Let us have a look at such a matrix on some Trump tweets again http://www.trumptwitterarchive.com/archive:

In [52]:
import pandas as pd
from sklearn.feature_extraction.text import CountVectorizer

In [42]:
obamacare = pd.read_csv('obamacare.csv')

In [46]:
c = CountVectorizer()

In [53]:
c.fit_transform(obamacare['text'].head(3).tolist()).todense()
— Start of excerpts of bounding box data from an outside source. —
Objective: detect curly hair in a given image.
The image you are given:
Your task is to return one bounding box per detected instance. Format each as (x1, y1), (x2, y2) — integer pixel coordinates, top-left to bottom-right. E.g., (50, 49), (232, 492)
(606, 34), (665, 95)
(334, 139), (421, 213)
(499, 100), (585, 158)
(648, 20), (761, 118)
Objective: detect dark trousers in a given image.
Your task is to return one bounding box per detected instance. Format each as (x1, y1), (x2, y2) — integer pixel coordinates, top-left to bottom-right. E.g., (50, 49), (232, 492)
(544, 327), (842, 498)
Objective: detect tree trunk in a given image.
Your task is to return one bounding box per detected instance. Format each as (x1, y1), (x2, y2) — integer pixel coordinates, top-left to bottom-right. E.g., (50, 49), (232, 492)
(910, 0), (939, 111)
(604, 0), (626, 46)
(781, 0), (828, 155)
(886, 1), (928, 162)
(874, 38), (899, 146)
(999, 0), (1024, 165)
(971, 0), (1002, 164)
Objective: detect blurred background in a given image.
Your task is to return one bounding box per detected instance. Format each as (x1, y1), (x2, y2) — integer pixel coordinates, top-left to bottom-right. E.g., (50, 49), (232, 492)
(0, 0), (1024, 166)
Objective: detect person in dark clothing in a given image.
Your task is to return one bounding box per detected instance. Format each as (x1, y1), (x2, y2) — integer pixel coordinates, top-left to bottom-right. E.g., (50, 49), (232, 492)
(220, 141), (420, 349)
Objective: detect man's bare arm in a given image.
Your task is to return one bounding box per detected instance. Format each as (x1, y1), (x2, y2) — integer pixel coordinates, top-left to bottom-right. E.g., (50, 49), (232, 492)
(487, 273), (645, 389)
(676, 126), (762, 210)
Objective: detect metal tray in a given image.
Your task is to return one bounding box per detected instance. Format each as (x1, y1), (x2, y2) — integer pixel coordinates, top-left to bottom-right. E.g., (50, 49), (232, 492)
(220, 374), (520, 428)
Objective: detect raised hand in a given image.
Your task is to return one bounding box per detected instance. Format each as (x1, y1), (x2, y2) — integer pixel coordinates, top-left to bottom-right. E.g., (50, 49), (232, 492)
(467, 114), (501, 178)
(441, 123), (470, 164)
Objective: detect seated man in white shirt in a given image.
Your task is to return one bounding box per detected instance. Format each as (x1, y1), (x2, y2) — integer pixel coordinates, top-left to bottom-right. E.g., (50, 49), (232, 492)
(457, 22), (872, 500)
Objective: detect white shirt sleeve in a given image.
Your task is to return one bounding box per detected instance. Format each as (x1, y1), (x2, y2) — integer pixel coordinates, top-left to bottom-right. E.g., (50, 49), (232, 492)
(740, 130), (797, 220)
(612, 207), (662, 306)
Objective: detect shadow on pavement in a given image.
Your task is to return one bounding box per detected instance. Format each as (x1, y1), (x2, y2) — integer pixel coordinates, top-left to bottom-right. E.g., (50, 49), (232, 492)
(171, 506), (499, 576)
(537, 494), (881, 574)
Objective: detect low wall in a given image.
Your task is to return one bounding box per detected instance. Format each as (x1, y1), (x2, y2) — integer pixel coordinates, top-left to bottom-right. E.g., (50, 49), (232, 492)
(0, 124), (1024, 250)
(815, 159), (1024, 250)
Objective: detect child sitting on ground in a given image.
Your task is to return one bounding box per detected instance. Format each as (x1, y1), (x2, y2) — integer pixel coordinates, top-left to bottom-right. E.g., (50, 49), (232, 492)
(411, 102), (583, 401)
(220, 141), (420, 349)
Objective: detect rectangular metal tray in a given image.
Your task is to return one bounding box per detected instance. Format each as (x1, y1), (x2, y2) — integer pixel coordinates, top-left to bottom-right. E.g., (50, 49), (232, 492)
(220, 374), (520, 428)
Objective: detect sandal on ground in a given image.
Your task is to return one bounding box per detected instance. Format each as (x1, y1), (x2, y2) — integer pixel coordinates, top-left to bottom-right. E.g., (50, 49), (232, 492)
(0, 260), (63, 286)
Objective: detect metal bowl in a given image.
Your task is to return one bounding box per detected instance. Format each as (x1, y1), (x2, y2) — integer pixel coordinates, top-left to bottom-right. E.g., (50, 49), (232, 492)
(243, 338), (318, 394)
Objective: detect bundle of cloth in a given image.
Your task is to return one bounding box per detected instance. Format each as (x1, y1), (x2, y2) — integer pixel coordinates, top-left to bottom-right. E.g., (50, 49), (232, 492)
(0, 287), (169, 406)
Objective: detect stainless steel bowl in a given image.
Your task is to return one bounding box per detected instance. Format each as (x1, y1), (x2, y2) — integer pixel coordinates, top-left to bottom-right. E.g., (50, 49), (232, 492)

matrix([[0, 1, 2, 0, 0, 1, 0, 1, 0, 1, 0, 0, 1, 1, 0, 1, 1, 1, 1, 1, 1,
         0, 0, 0, 1, 1, 0, 1, 0, 0, 0, 0, 1, 0, 0, 1, 0, 0, 1, 0, 1, 1,
         1, 1, 1, 1, 0, 1, 0, 0, 0, 1, 1, 0, 0, 0, 1, 1, 0, 1, 3, 0, 1,
         0, 1, 0, 0, 1, 0, 1, 1, 0, 1, 0, 1],
        [0, 0, 0, 0, 0, 0, 0, 0, 0, 0, 1, 0, 1, 0, 0, 1, 0, 0, 0, 0, 0,
         0, 0, 0, 0, 0, 1, 0, 0, 0, 0, 0, 1, 2, 1, 1, 0, 1, 0, 0, 1, 1,
         0, 1, 0, 1, 0, 0, 0, 1, 0, 0, 0, 0, 1, 0, 1, 1, 0, 0, 2, 0, 0,
         0, 0, 0, 1, 0, 0, 0, 0, 0, 1, 0, 0],
        [1, 0, 1, 1, 1, 0, 2, 0, 1, 0, 0, 1, 1, 0, 1, 1, 0, 0, 0, 0, 0,
         1, 1, 1, 0, 0, 0, 0, 1, 2, 1, 1, 1, 0, 1, 1, 1, 0, 0, 1, 1, 0,
         0, 0, 0, 0, 1, 0, 1, 0, 1, 0, 0, 1, 0, 1, 1, 0, 1, 0, 4, 1, 0,
         1, 0, 1, 0, 0, 1, 0, 0, 1, 0, 1, 1]], dtype=int64)

In [54]:
' '.join(c.get_feature_names())

'00 amp and approved approximately as at based be been being biggest bill come conference cut democrats develop essentially eventually fact final for goes great has hated healthcare history house if in individual is just mandate morning most new news obamacare of on our over part passed plan reform remember repealed repeals republicans senate signed states tax terminated terrible that the there time to together tomorrow under unfair united unpopular very vote which white will'

It excluded so-called stopwords.

## Other questions

What to do when the texts do not have the same length? How to exclude not relevant words? How to make a weighting scheme for our purposes?

How to deal with the 'timeseries' nature of texts? What inputs do neural networks expect?